3. The column command
The column command will show textual content in columns. Listed below are two examples of learn how to use it:
$ cat employees | column
John Doe Lisa Stone Joanne Zahn Eric Docker Ben Matson
Mary Berry Elaine Henry David Bloom Sam Adams Sally Rose
$ cat employees | column -t
John Doe
Mary Berry
Lisa Stone
Elaine Henry
Joanne Zahn
David Bloom
Eric Docker
Sam Adams
Ben Matson
Sally Rose
4. The pv command
The pv (pipe viewer) command offers a helpful solution to show the progress of information being despatched by a pipe. Right here’s an instance. Notice the output shows the progress and the pace of the command.
$ pv largefile.zip | tar xzf -
348KiB 0:00:00 [37.4MiB/s] [============> ] 18%
5. The tldr command
The tldr command offers a simplified man web page that shows a sequence of examples on learn how to use the command you’re asking about.
]$ tldr date
date
Set or show the system date.
Extra info: https://www.gnu.org/software program/coreutils/handbook/html_node/date-invocation.html.
- Show the present date utilizing the default locale's format:
date +%c
- Show the present date in UTC, utilizing the ISO 8601 format:
date --utc +%Y-%m-%dTpercentH:%M:%SpercentZ
- Show the present date as a Unix timestamp (seconds because the Unix epoch):
date +%s
- Convert a date specified as a Unix timestamp to the default format:
date --date @1473305798
- Convert a given date to the Unix timestamp format:
date --date "2018-09-01 00:00" +%s --utc
- Show the present date utilizing the RFC-3339 format (YYYY-MM-DD hh:mm:ss TZ):
date --rfc-3339 s
- Set the present date utilizing the format MMDDhhmmYYYY.ss (YYYY and .ss are elective):
date 093023592021.59
- Show the present ISO week quantity:
date +%V
6. The stat command
The stat command offers significantly extra particulars on a file than the lengthy file listings offered by the “ls -l” command. These embrace the dates and instances of the newest updates and accesses.
$ stat employees
File: employees
Dimension: 112 Blocks: 8 IO Block: 4096 common file
Gadget: 0,51 Inode: 4975 Hyperlinks: 1
Entry: (0644/-rw-r--r--) Uid: ( 1001/ shs) Gid: ( 1001/ shs)

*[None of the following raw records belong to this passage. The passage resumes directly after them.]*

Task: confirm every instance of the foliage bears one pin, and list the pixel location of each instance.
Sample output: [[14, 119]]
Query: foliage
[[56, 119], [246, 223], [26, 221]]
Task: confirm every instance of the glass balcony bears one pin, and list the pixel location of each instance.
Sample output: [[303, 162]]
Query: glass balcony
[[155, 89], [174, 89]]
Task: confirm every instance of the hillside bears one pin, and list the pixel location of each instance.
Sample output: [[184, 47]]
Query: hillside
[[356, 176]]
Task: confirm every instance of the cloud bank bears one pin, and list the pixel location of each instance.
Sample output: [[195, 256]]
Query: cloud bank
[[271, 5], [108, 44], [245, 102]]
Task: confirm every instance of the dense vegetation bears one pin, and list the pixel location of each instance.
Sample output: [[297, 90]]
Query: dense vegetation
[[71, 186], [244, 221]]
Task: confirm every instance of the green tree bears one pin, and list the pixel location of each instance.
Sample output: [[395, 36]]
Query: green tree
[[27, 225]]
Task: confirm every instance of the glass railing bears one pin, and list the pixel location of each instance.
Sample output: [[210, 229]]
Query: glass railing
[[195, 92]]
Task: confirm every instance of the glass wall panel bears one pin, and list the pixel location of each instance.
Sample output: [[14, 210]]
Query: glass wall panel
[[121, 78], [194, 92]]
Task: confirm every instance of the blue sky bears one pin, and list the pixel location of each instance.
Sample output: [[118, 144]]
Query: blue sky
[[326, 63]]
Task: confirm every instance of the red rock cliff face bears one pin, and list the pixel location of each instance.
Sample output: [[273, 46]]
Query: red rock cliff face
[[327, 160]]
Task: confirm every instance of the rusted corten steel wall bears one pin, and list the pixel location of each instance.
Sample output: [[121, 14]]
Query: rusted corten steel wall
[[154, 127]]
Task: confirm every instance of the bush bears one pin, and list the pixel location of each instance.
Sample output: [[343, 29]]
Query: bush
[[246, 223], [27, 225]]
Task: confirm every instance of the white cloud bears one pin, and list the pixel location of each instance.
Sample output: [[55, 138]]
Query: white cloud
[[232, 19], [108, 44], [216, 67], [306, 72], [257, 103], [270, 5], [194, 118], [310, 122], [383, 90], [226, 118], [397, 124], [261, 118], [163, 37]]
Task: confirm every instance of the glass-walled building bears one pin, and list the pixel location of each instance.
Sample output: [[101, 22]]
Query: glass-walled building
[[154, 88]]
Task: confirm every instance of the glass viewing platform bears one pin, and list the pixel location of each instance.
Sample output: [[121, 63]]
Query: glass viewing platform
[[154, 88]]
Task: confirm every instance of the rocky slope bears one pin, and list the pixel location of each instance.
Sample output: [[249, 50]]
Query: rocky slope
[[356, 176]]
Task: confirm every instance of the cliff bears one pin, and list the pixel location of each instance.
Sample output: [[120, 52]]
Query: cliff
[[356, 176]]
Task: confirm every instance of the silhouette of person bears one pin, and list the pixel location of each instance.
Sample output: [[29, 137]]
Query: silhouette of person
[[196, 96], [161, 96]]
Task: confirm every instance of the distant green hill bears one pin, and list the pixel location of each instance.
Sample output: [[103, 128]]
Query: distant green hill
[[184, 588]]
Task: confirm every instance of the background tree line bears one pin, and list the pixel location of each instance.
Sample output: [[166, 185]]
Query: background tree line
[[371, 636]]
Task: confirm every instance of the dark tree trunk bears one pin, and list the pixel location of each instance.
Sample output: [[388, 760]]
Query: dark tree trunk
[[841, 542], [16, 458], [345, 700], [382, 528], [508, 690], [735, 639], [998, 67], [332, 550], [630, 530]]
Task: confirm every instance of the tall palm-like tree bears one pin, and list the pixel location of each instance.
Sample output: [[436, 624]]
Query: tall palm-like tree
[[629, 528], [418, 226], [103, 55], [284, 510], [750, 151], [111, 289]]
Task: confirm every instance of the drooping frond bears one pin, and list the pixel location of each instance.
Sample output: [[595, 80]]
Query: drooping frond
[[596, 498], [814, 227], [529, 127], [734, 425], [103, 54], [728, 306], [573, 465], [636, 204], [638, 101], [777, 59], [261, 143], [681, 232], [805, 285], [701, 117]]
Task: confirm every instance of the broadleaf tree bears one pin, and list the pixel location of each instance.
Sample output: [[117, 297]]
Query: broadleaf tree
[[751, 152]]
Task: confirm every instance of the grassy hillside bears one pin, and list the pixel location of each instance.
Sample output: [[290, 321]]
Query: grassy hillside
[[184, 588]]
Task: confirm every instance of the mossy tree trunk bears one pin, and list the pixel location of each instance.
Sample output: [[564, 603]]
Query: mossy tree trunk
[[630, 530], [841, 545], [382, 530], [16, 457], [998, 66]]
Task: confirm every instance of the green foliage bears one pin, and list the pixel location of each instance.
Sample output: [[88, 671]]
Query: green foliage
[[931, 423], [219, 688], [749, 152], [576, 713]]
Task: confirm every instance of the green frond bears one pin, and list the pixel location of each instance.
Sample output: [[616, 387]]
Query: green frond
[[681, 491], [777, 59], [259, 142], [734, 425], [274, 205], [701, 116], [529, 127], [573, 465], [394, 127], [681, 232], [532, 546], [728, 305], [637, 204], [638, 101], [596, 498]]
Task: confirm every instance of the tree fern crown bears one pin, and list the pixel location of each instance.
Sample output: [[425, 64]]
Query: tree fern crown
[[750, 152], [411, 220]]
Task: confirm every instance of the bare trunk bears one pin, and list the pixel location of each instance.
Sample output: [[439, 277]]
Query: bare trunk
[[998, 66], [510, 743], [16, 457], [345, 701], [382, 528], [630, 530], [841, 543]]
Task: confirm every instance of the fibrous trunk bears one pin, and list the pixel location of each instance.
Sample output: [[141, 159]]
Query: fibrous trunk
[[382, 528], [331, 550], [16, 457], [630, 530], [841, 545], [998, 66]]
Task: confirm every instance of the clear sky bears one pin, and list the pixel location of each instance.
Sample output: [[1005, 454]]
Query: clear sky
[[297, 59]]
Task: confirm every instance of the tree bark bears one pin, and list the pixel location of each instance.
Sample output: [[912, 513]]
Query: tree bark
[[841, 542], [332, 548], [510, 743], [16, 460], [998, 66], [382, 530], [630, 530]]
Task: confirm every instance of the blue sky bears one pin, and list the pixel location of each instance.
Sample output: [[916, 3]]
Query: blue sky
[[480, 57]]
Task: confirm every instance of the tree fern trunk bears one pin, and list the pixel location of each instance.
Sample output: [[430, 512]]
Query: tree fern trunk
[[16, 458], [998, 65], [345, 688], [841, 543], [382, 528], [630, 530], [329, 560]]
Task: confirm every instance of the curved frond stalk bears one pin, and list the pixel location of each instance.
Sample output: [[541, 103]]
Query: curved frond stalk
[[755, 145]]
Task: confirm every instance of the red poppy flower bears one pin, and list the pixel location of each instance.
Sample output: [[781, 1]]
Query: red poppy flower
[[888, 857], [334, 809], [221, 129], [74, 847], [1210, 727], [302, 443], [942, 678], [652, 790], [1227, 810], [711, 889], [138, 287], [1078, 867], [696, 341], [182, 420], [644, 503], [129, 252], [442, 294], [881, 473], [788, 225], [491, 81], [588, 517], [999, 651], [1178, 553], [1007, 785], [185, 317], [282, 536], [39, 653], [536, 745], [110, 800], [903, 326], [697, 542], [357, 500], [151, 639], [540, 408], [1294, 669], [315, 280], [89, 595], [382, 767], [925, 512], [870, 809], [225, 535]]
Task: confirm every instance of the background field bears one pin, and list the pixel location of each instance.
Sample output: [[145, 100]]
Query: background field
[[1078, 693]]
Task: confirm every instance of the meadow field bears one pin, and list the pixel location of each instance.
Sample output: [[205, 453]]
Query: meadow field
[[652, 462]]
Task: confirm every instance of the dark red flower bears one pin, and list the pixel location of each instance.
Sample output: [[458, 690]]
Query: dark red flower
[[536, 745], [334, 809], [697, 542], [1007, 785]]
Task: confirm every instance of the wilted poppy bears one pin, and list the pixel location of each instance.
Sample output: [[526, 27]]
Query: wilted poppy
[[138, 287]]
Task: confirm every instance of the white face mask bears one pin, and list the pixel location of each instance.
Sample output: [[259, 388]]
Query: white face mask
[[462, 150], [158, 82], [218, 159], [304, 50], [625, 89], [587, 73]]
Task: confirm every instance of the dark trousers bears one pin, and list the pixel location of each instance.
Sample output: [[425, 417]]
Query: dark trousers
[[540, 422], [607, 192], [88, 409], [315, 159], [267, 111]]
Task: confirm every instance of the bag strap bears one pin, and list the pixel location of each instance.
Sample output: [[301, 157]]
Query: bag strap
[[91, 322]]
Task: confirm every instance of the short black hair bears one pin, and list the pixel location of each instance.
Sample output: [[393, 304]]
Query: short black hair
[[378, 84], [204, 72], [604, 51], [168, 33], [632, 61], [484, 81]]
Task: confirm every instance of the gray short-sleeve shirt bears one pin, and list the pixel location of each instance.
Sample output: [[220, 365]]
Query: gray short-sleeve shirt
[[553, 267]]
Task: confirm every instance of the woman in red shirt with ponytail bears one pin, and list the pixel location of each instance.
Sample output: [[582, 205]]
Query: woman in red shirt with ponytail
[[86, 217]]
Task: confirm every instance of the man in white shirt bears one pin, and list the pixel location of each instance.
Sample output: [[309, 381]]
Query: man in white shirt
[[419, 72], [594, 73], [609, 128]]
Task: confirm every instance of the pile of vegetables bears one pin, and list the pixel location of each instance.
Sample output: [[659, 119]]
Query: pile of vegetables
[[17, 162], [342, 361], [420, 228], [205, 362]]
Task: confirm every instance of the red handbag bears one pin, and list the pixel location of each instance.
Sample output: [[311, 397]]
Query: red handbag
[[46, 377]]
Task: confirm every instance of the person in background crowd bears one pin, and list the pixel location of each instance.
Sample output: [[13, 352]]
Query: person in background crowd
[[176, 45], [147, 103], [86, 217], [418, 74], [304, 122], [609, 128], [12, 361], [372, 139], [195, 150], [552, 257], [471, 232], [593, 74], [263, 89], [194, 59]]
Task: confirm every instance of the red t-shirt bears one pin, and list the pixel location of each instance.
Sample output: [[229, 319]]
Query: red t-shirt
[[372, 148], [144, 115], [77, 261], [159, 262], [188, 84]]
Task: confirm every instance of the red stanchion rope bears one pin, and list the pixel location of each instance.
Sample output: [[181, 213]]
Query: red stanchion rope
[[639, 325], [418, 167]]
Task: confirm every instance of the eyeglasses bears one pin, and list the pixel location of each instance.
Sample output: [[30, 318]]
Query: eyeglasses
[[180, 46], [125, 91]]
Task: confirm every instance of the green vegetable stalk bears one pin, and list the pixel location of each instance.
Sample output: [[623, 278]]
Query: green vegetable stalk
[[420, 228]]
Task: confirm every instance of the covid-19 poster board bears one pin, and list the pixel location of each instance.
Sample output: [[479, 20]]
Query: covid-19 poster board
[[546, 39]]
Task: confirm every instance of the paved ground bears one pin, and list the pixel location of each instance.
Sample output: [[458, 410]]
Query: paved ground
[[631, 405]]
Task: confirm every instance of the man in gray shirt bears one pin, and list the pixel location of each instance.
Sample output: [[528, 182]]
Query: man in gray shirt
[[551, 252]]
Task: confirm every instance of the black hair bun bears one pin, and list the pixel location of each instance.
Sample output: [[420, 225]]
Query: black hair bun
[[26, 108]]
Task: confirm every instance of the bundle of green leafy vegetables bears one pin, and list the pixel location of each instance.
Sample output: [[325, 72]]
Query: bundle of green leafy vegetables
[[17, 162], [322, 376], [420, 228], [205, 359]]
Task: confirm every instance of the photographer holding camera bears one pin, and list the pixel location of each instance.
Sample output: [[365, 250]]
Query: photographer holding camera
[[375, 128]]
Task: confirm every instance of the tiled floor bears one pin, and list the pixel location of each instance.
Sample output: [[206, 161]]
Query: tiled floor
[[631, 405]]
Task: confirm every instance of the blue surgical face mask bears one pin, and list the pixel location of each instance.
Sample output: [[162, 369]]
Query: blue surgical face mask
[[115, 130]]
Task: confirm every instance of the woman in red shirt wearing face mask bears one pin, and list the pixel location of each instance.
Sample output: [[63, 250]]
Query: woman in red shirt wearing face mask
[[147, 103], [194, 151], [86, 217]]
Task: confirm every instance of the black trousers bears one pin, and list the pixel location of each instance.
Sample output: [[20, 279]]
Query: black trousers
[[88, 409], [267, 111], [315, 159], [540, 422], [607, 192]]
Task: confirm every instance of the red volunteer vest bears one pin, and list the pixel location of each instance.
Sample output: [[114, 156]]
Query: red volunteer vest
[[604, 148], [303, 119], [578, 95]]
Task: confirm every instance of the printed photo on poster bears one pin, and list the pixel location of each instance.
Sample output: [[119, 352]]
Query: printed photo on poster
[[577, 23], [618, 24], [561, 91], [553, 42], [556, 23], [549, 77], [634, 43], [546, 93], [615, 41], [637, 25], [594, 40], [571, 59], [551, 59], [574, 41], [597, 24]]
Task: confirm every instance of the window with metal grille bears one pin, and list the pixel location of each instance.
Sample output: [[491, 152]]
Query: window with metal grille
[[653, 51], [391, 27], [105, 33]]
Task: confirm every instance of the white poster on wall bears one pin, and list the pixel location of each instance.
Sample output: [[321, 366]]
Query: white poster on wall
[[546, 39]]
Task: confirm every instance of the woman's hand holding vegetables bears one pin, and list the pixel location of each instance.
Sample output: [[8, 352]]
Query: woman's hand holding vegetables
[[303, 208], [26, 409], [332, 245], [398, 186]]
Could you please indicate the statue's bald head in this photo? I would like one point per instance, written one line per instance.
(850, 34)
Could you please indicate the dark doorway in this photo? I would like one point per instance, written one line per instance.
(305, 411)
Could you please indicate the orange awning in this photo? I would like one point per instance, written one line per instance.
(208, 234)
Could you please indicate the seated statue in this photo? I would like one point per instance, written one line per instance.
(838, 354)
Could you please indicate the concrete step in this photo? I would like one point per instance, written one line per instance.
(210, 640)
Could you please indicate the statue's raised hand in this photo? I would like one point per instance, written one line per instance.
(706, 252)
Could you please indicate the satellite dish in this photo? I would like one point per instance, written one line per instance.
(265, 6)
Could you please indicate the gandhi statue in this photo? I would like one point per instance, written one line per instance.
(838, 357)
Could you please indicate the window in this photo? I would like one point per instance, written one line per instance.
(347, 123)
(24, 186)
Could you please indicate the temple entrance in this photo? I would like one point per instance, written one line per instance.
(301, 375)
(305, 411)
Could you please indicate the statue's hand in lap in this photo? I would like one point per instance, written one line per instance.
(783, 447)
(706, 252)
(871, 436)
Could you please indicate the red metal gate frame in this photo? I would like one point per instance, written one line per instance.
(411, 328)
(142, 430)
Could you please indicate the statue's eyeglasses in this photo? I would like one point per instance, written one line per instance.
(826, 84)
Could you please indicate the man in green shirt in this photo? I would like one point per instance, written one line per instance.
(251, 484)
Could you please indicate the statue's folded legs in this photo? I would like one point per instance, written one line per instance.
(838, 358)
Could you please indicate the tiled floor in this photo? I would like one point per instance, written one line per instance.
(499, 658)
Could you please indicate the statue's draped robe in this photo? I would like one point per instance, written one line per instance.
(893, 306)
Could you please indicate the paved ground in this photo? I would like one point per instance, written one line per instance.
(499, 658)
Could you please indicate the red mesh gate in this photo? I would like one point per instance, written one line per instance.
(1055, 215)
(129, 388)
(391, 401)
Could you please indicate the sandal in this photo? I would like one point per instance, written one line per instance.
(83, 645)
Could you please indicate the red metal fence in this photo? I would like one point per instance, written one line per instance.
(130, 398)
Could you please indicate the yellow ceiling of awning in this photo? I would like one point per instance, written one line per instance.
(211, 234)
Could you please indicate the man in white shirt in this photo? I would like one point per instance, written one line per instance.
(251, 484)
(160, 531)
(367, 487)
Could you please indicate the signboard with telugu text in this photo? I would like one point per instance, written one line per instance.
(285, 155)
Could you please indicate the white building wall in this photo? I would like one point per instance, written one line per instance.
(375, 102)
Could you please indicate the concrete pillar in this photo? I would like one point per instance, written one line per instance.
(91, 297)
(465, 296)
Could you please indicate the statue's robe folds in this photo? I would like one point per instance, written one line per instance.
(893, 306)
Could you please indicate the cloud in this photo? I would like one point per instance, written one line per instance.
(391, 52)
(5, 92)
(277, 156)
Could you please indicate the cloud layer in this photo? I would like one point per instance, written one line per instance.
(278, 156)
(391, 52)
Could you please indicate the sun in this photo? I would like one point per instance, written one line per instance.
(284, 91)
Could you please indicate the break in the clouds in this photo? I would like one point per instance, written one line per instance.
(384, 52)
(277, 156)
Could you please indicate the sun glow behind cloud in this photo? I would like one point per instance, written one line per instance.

Context: unconfined_u:object_r:user_home_t:s0
Entry: 2025-04-09 13:19:11.313070260 -0400
Modify: 2025-04-09 13:19:06.317039688 -0400
Change: 2025-04-09 13:19:06.317039688 -0400
Delivery: 2025-04-09 13:19:06.317039688 -0400
7. The namei command
The namei command breaks a pathname into listing ranges – displaying every listing on a separate line.
$ namei -lx /usr/bin
f: /usr/bin
Dr-xr-xr-x root root /
drwxr-xr-x root root usr
dr-xr-xr-x root root bin
$ namei `pwd`
f: /house/shs
d /
d house
d shs
8. The rev command
The rev command reverses strains whether or not handed to the command as customary in or saved in a file.
$ echo Whats up, World! | rev
!dlroW ,olleH
$ echo Whats up, World! | rev | rev
Whats up, World!
Each 10.0s: date fedora: Wed Apr 9 14:00:42 2025
Wed Apr 9 02:00:42 PM EDT 2025
Wrap-up
Engaged on the Linux command line might be each worthwhile and enjoyable, and there’s at all times one thing new to be taught.